Ce qu'il faut comprendre
Pourquoi Google associe-t-il commentaires do-follow et risque pour la réputation ?
La logique est simple : chaque lien do-follow transmet du PageRank. Quand vous autorisez des commentaires avec liens en do-follow, vous créez une porte de sortie de votre jus de lien vers toutes les URLs postées par vos visiteurs. Si ces URLs pointent vers des sites de mauvaise qualité, des fermes de liens ou du contenu spam, vous établissez une relation de confiance algorithmique avec ces destinations.
Google considère que les liens sortants reflètent votre jugement éditorial. Un site qui pointe massivement vers des quartiers mal famés du web envoie un signal négatif. Le moteur peut interpréter cela comme un manque de contrôle qualité, voire une participation volontaire à des schémas de manipulation. La frontière entre négligence et complicité reste floue dans les guidelines.
Qu'est-ce qui différencie un commentaire légitime d'un commentaire spam dans cette équation ?
La déclaration de Google ne fait pas de distinction fine. Le problème n'est pas l'intention du commentateur mais la destination du lien. Un utilisateur réel peut très bien poster un commentaire pertinent avec un lien vers son blog personnel de mauvaise qualité. Du point de vue algorithmique, le résultat est identique à un bot qui spam des liens vers des casinos en ligne.
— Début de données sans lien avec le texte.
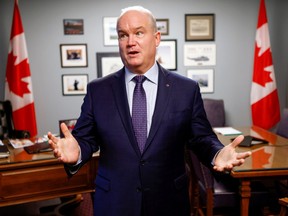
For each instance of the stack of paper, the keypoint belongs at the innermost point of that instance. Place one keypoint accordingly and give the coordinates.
(227, 131)
(4, 152)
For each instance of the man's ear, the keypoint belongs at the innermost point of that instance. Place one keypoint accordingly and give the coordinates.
(157, 38)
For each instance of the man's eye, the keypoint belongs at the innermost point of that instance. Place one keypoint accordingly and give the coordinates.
(139, 34)
(122, 37)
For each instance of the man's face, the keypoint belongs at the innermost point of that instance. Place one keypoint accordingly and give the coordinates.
(137, 41)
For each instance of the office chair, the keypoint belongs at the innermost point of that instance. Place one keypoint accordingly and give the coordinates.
(221, 194)
(282, 128)
(6, 123)
(215, 111)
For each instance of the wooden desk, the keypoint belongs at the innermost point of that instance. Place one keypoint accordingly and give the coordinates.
(267, 161)
(32, 177)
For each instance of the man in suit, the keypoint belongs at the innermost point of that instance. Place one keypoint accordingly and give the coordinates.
(152, 181)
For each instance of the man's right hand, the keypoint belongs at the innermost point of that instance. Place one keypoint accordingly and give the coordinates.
(65, 149)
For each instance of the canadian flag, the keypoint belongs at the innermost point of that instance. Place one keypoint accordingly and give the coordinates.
(18, 83)
(264, 95)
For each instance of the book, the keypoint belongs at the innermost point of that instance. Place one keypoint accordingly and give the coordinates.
(20, 143)
(227, 131)
(4, 151)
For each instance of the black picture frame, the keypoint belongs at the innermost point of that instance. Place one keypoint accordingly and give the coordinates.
(73, 26)
(199, 27)
(73, 55)
(163, 26)
(107, 63)
(74, 84)
(167, 54)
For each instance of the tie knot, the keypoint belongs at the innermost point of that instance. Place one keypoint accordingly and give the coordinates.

C'est là que la modération devient critique. Un système automatisé basé uniquement sur la détection de patterns spam rate forcément des cas limites. Vous avez besoin d'un filtre humain ou d'une politique stricte : soit vous passez tous les liens en nofollow, soit vous vérifiez manuellement chaque destination avant publication.
Le PageRank transmis par les commentaires a-t-il vraiment un impact mesurable ?
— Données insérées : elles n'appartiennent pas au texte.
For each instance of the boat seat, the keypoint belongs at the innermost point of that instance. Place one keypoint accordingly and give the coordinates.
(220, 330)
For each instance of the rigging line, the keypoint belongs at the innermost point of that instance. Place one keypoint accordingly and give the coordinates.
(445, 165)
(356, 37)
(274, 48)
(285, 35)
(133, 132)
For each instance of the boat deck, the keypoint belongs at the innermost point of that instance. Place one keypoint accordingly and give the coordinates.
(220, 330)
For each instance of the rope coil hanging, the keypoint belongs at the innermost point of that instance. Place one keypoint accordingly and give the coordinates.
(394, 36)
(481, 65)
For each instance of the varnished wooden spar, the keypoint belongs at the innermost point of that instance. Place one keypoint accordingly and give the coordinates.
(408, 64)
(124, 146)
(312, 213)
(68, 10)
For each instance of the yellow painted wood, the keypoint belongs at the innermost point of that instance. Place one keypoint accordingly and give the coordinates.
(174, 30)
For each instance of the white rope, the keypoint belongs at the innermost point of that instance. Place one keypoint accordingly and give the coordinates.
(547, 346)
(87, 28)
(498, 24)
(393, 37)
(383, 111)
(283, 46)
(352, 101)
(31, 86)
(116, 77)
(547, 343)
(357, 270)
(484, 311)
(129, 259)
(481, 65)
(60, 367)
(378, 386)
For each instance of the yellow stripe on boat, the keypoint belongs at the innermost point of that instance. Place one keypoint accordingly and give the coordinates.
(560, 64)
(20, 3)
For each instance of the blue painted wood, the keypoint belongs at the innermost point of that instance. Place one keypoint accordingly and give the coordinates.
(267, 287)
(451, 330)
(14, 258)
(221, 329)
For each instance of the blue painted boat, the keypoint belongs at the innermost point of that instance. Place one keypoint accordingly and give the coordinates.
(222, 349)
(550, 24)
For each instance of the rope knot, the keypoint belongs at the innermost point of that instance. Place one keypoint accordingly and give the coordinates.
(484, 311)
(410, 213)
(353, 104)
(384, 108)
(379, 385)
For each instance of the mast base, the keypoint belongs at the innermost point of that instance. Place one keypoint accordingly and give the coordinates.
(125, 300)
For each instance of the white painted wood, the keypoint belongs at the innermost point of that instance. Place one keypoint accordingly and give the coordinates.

Question piège. Google parle de transmission de PageRank, ce qui confirme au passage que cette métrique existe toujours en interne même si la barre publique a disparu depuis belle lurette. Mais l'ampleur de l'impact dépend du volume : un blog qui reçoit 5 commentaires par mois avec des liens douteux ne court probablement pas un risque majeur.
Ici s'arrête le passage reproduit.